Le rétinal est une molécule dérivée de la vitamine A, de formule chimique C19H27CHO, liée à l'opsine par liaison C = N. Il a la capacité de s'isomériser en contact avec un photon, ce que l'on appelle la photoisomérisation; il passe alors de sa forme 11-cis-rétinal en tout-trans-rétinal. C'est donc celui-ci qui déclenchera la suite de réactions aboutissant à la vision. Le rétinal est une des formes de la vitamine A présente dans l'organisme, et est synthétisé à partir du rétinol, vitamine A d'origine animale, ou de ß-carotène d'origine végétale. Ceci nous montre l'importance d'avoir un apport suffisant en vitamine A, son manque pouvant entraîner des troubles visuels: l'héméralopie, une diminution anormale de la vision dans l'obscurité. Ce rétinal est le même pour les bâtonnets et les différents types de cônes.

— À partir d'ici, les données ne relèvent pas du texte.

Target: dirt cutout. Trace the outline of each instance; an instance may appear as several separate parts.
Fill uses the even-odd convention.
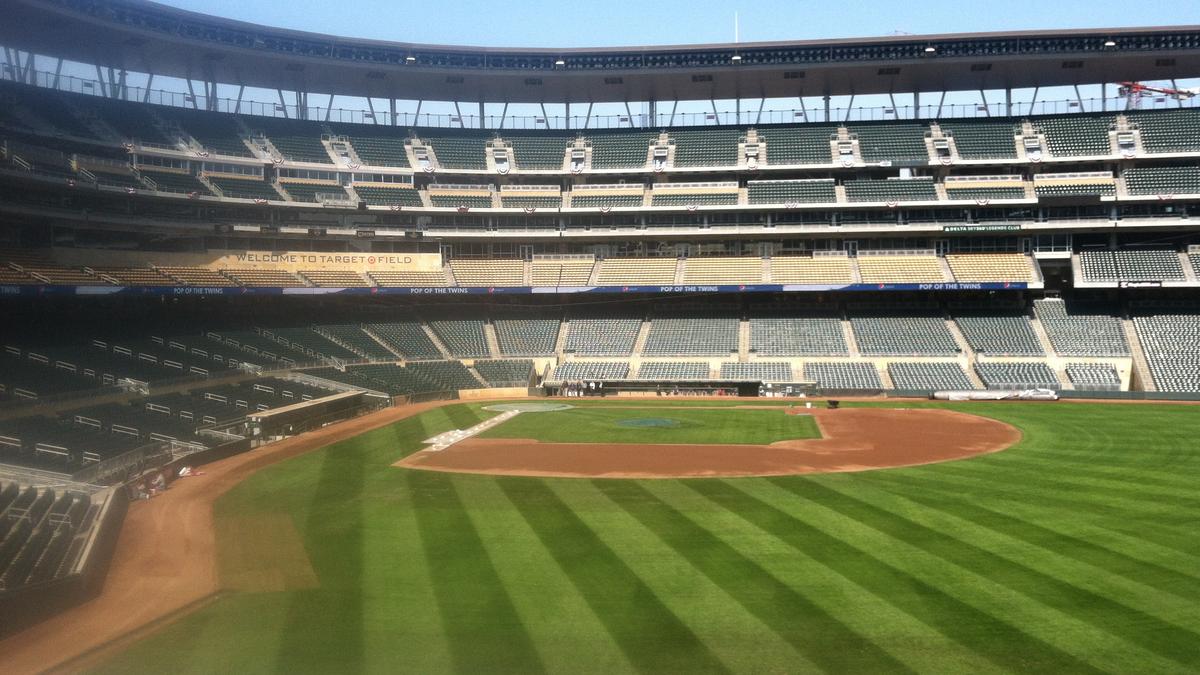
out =
[[[841,408],[811,414],[821,438],[769,446],[541,443],[467,438],[396,464],[406,468],[562,478],[702,478],[791,476],[914,466],[1002,450],[1015,428],[931,408]],[[553,414],[553,413],[548,413]],[[667,414],[667,411],[664,411]]]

Par contre, la partie protéique, appelée opsine, diffère pour les photorécepteurs différents et est constituée d'un enchaînement d'acides aminés enroulés en sept hélices alpha. Le rétinal est attaché à la septième hélice de cette molécule, au niveau l'acide aminé n° 312, une lysine. Chez les bâtonnets et le cône S, l'opsine est constituée de 348 acides aminés, tandis que chez les cônes L et M, elle en comporte 364. Sur ces acides aminés, seulement 40% sont communs entre opsines S et M, tandis que uniquement 15 d'entre eux diffèrent entre L et M. Ces différences nous suggèrent que la plage de longueur d'onde absorbée est déterminée par les différences dans la structure de la protéine. En effet, il a été démontré par expérience que la substitution de quelques-uns des acides aminés de l'opsine du cône M par leurs homologues dans celle du cône L permet de passer de l'un à l'autre. La sensibilité du rétinal est donc conditionnée par la protéine qui l'entoure.
La iodopsine est en fait présente sous ses 3 formes au niveau des cônes différents. Qu'est-ce qui crée alors la différence entre les cônes? La proportion des pigments présents. Par exemple, pour un cône S seront présents 105 iodopsines S pour 1 M et 1 L. Ceci entraînera des signaux nerveux différents pour les longueurs d'onde différentes.
On peut donc voir la iodopsine comme une molécule à la base de la vision des couleurs.
Après avoir "vu" l'image, l'œil la transmet au cerveau sous forme d'influx nerveux par le nerf optique. Ce message nerveux est acheminé jusqu'au cerveau par les cellules nerveuses, qui sont reliées par des synapses; nous ne nous attarderons pas sur la transmission d'un message nerveux car cela nous éloignerais trop du message subliminal lui-même.